C'est le président Sylvain Durif qui avait mis à jour le nom et le fonctionnement de Pôle emploi. D'un constat simple : les employeurs étaient les plus satisfaits des services de l'agence. Ils pouvaient y recruter des salariés rapidement, pas chers, pour des emplois précaires. Ils étaient de plus considérés comme des demi-dieux par les recruteurs de Pôle emploi le cas échéant. Certes les chômeurs étaient souvent surqualifiés, mais à ce prix-là, les employeurs n'étaient pas trop regardant. Au début.

Pôle emploi était d'abord redevenu l'ANPE, puis l'Ampe, en fusionnant avec les services d'autres pays de l'Union européenne.

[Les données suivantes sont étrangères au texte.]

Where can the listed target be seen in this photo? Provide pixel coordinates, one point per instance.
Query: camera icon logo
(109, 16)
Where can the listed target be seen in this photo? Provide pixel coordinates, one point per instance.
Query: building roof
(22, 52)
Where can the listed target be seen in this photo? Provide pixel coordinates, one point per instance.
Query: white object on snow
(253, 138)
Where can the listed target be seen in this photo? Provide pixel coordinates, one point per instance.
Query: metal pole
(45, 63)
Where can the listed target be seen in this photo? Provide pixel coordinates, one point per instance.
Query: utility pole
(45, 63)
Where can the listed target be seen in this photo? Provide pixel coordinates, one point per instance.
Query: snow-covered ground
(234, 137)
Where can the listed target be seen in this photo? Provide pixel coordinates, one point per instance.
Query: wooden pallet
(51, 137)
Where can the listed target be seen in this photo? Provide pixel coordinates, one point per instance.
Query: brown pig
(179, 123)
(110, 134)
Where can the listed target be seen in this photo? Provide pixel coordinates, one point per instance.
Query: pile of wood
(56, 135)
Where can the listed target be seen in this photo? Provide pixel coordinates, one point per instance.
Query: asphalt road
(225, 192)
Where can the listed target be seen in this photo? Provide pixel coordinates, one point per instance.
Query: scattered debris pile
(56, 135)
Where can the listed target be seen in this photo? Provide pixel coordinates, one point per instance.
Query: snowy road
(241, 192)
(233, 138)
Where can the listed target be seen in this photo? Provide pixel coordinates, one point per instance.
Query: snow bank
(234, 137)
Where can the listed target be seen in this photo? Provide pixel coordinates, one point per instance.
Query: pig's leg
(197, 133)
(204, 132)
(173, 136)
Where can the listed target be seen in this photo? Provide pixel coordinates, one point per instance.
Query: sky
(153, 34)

A l'Ampe, les demandeurs d'emploi devaient se former pour correspondre au maximum aux attentes des employeurs. On leur demandait de réaliser de nombreuses formations pour correspondre à un maximum d'offres d'emploi. Les employeurs estimaient que cela les divertissait en attendant de trouver du travail. De quoi se plaignaient-ils, c'était gratuit.

A l'intérieur, de multiples files d'attente zébraient le hall d'accueil de la principale agence de la ville. Chacune menant à une formation spécifique.

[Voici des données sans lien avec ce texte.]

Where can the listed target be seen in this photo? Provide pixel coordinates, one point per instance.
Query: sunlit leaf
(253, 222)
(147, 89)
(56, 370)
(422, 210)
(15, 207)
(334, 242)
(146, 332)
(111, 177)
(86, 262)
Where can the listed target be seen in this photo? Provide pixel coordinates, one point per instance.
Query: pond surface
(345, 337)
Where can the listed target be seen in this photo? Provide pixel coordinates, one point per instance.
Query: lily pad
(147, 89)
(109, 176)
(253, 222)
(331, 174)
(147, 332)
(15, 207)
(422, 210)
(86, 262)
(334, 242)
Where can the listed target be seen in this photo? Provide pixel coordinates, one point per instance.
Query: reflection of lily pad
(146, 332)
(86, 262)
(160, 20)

On pouvait se former à tout, à l'Ampe. Il y avait des prépas d'études en tous genres, des sessions de sport, des formations à la musique, des formations à l'utilisation des pointeuses ou même des formations pour bien trouver sa formation à l'Ampe.

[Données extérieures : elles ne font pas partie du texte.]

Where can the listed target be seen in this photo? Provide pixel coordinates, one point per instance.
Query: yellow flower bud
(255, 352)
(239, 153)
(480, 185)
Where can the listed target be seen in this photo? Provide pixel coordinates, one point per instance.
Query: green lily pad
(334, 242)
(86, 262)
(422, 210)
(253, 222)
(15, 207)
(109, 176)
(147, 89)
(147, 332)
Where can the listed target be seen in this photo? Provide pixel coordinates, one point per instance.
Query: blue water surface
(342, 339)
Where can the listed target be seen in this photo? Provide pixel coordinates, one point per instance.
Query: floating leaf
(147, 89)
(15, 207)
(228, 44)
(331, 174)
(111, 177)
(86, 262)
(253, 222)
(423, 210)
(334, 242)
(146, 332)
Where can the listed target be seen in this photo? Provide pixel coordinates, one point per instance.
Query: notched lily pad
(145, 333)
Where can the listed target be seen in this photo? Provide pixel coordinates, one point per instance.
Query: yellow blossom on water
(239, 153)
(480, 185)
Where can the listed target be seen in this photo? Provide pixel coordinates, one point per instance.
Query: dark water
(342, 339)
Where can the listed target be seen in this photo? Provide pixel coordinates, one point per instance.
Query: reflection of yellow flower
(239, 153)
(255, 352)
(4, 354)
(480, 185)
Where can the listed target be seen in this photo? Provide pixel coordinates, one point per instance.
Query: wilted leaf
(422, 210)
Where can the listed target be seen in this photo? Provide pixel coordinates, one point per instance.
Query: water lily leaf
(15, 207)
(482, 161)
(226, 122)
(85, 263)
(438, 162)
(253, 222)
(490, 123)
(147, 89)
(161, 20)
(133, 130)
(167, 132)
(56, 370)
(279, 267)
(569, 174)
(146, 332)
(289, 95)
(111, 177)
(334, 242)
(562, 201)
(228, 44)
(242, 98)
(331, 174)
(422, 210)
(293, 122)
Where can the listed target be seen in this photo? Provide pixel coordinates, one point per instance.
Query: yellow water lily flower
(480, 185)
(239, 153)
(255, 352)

Edouard avançait d'un pas hésitant dans le hall. Son regard semblait perdu quand il s'accrocha à la seule file d'attente qui menait à un écran d'accueil.

Le jeune homme s'y rangea. Un homme encore plus jeune que lui l'interpella. Il avait une casquette et une veste rouges siglées "Ampe".

- Quel service recherchez-vous ? demanda-t-il.
-Je cherche une formation.
-C'est parfait, vous êtes dans la bonne file, le félicita le jeune homme.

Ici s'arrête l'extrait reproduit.